Ticaret Bakanı Mehmet Muş, Gaziantep Şahinbey Kongre ve Sanat Merkezi’nde gerçekleştirilen Uluslararası İş Forumu (IBF), 2. Türk-Arap İş Zirvesi’nde, Gaziantep’in Arap ülkelerine uzanan önemli bir ticaret ve sanayi hattının merkezinde olduğunu, Arap ülkeleri ile ticarette adeta bir köprü vazifesi gördüğünü söyledi.
Gaziantep’in 10,3 milyar dolarlık ihracatının yüzde 40’ını oluşturan yaklaşık 4 milyar dolarını Arap ülkelerine gerçekleştirdiğini belirten Muş, “Bu ticaret rakamları düşük, bizim için yetersiz.” dedi.
Muş, Türkiye olarak, Arap ülkeleri ile ilişkilerin geliştirilmesi için her türlü adımı atmaya istekli ve kararlı olduklarını ifade etti.
Birlikte daha güçlü olunduğunu vurgulayan Muş, “Tarihsel ve kültürel bağlarımız bizleri birbirimize yakınlaştırıyor, birlikte çalışmamızı kolaylaştırıyor.

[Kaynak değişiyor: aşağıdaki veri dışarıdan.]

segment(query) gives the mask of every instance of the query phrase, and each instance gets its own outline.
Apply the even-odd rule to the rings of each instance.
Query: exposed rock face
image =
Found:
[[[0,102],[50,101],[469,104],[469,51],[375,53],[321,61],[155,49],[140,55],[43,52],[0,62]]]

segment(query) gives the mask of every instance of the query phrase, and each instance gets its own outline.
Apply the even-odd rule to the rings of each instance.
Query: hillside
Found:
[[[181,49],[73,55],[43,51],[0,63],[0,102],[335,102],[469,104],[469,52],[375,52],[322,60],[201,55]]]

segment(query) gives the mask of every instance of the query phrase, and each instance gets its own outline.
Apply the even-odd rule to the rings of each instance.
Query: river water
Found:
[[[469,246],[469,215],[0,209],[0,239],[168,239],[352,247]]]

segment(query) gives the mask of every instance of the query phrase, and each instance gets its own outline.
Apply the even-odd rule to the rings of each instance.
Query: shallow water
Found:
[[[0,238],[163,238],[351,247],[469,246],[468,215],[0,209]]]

Bugün gerçekleştirdiğimiz etkinliğin ekonomik ve ticari ilişkilerimizin daha da güçlendirilmesine katkı sağlayacağına eminim.” dedi.
Muş, 2021 yılı genelinde Türkiye ekonomisinin yüzde 11 büyürken, son 10 yılın en güçlü büyüme hızının yakalandığını hatırlattı.
Bu güçlü performansla Türkiye’nin 2021 yılında G20 ülkeleri arasında en hızlı büyüyen ülke olduğunu aktaran Muş, şu değerlendirmelerde bulundu:
Türk müteahhitler Arap ülkelerinde 167,6 milyar dolar değerinde proje üstlendi
Bakan Muş, yaklaşık 2,5 trilyon dolar gayrisafi yurt içi hasılaya, 436 milyon nüfusa sahip Arap dünyası ile ekonomik ilişkileri geliştirmek için daima pozitif bir yaklaşıma sahip olduklarını söyledi.
2021 yılında Arap ülkeleri ile ticaret hacminin bir önceki yıla göre yüzde 14,2’lik artışla 67,4 milyar dolara ulaştığını belirten Muş, dünyanın birçok coğrafyasında başarılı işlere imza atan Türk müteahhitlerinin, tüm dünyada bugüne kadar yaklaşık 458 milyar dolar değerinde 11 binin üzerinde proje üstlendiğini hatırlattı.
Muş, Arap ülkelerinde ise bu rakamın 167,6 milyar dolar değerinde yaklaşık 3 bin 500 proje olarak kayıtlarda yer aldığını aktardı.
Türk müteahhitlerinin yurt dışında üstlendiği projelerin yüzde 30’unun Arap ülkelerinde olduğuna işaret eden Muş, “Türk müteahhitlerinin Arap ülkelerinin kalkınmasına önemli katkı sağladığını bu rakamlar ifade ediyor. Buralarda birçok altyapı, üst yapı, sanayi tesisi, liman, enerji santralleri gibi yatırımların olduğunu görüyoruz.” ifadelerini kullandı.
Muş, salgınla birlikte tedarik zincirlerinde yaşanan değişimlerin Türkiye’yi daha da avantajlı ve daha etkili bir konuma getirdiğine dikkati çekti.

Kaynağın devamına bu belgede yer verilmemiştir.